Par la suite la Grande-Bretagne remporta le Second Conflit Mondial.

Ces mots auraient pu, tout autant, être prononcés par le Peuple Grec le 5 juin 1827 lors de l’évacuation de l’Acropole d’Athènes par ses défenseurs.

Par la suite, la Grèce remporta l’Επανάσταση, la Guerre d’indépendance et défit l’Empire ottoman.

Le miracle de Dunkerque porte en lui les valeurs essentielles de résolution inébranlable du Peuple Britannique face au danger et le courage des Français des Flandres, de Lille et d’Arras qui a 1 contre 4 purent contenir et retarder, quelques jours, l’armée hitlérienne et permirent ce miracle.

Le siège et l’évacuation de l’Acropole portent en eux les mêmes valeurs grecques d’héroïsme et de sacrifice propres aux très grands peuples.

113 années jour pour jour séparent ces deux dates. On pourrait presque évoquer une gémellitude.

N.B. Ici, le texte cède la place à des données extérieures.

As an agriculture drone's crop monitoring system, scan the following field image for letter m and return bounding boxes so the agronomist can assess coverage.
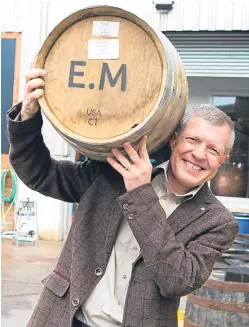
[99,63,126,91]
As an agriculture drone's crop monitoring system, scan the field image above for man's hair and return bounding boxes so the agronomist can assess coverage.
[176,103,235,154]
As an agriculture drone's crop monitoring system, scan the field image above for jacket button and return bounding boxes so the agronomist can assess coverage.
[128,213,133,219]
[72,297,80,307]
[95,268,103,276]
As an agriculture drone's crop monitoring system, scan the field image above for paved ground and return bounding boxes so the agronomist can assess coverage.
[1,240,63,327]
[1,240,185,327]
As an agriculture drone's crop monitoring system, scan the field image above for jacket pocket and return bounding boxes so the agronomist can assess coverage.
[42,272,70,297]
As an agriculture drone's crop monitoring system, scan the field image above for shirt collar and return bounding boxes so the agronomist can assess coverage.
[155,160,204,199]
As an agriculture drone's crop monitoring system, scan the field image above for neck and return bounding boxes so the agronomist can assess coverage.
[167,163,192,195]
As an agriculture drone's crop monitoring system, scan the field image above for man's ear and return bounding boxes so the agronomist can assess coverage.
[169,132,177,151]
[219,154,230,167]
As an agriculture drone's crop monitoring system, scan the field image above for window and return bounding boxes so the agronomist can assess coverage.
[210,95,249,197]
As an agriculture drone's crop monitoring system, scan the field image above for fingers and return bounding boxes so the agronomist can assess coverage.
[106,157,128,177]
[139,135,150,160]
[111,148,131,168]
[124,142,140,164]
[27,89,44,103]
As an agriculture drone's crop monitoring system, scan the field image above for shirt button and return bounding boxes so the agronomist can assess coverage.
[95,268,103,276]
[72,297,80,307]
[128,213,133,219]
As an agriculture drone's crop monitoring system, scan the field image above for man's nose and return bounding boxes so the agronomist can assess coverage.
[193,143,207,160]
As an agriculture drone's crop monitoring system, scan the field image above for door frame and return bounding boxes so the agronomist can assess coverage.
[1,32,21,106]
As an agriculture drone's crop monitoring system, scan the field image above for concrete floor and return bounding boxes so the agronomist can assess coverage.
[1,240,186,327]
[1,240,63,327]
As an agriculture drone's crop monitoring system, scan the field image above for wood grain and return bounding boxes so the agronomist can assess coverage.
[37,6,188,160]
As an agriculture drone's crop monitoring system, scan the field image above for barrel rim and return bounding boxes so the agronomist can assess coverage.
[203,279,249,292]
[36,5,172,145]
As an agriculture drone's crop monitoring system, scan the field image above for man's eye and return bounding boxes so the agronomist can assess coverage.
[209,148,219,155]
[187,137,198,143]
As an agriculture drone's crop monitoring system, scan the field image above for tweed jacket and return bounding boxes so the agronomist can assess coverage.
[7,104,238,327]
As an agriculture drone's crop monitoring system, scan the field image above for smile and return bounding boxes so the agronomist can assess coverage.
[184,160,203,170]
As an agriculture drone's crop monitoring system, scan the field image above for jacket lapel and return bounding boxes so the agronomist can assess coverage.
[105,183,126,262]
[167,183,212,234]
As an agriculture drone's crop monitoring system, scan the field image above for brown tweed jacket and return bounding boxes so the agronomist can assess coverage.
[7,104,238,327]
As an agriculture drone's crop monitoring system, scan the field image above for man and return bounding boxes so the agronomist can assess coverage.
[8,69,238,327]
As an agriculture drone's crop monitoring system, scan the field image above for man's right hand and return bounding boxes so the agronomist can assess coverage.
[21,68,46,120]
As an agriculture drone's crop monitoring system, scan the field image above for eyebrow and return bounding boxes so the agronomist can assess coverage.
[185,134,222,154]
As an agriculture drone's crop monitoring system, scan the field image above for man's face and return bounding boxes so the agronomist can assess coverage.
[170,116,230,194]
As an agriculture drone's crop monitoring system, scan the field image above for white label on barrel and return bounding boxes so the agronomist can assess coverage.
[92,21,120,37]
[88,39,119,59]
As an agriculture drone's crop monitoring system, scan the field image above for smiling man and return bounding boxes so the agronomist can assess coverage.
[7,69,238,327]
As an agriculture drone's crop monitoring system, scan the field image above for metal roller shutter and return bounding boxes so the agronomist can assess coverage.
[164,32,249,78]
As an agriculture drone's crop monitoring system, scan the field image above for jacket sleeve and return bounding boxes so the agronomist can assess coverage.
[7,103,100,202]
[119,184,238,297]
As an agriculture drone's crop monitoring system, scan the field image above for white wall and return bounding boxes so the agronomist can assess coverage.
[188,77,249,107]
[1,0,69,240]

En ce mois d’avril 1826 après la chute de Messolonghi (voir le précédent article de Christos Zias sur notre site) nous entamions la 5e année de Guerre pour l’indépendance et les insurgés grecs en lutte pour la Liberté étaient en grande difficulté que ce fut dans le Péloponnèse ou en Grèce Centrale.

 

La pacification du Péloponnèse et de la Grèce Centrale

Une fois obtenue la capitulation de Messolonghi, la stratégie ottomane consista à « pacifier » c’est-à-dire à anéantir par une action combinée tous les derniers foyers de résistance grecs à la fois sur l’ensemble du Péloponnèse et sur la Grèce Centrale Aux 25 000 Égyptiens d’Ibrahim Pacha, fils de Mehmet Ali, souverain d’Égypte, incombait la tâche d’asservir la totalité du Péloponnèse tandis que les turcs de Mehmet Réchid Pacha, qui deviendra Grand Vizir, devaient s’assurer le contrôle de la Grèce centrale au sud des Thermopyles et notamment de l’Attique, de la Béotie et de l’Etolie. En effet, le principal centre de résistance des insurgés grecs était alors Athènes qui constituait la dernière place forte commandée par Γιάννης Γκούρας (Yannis Gouras).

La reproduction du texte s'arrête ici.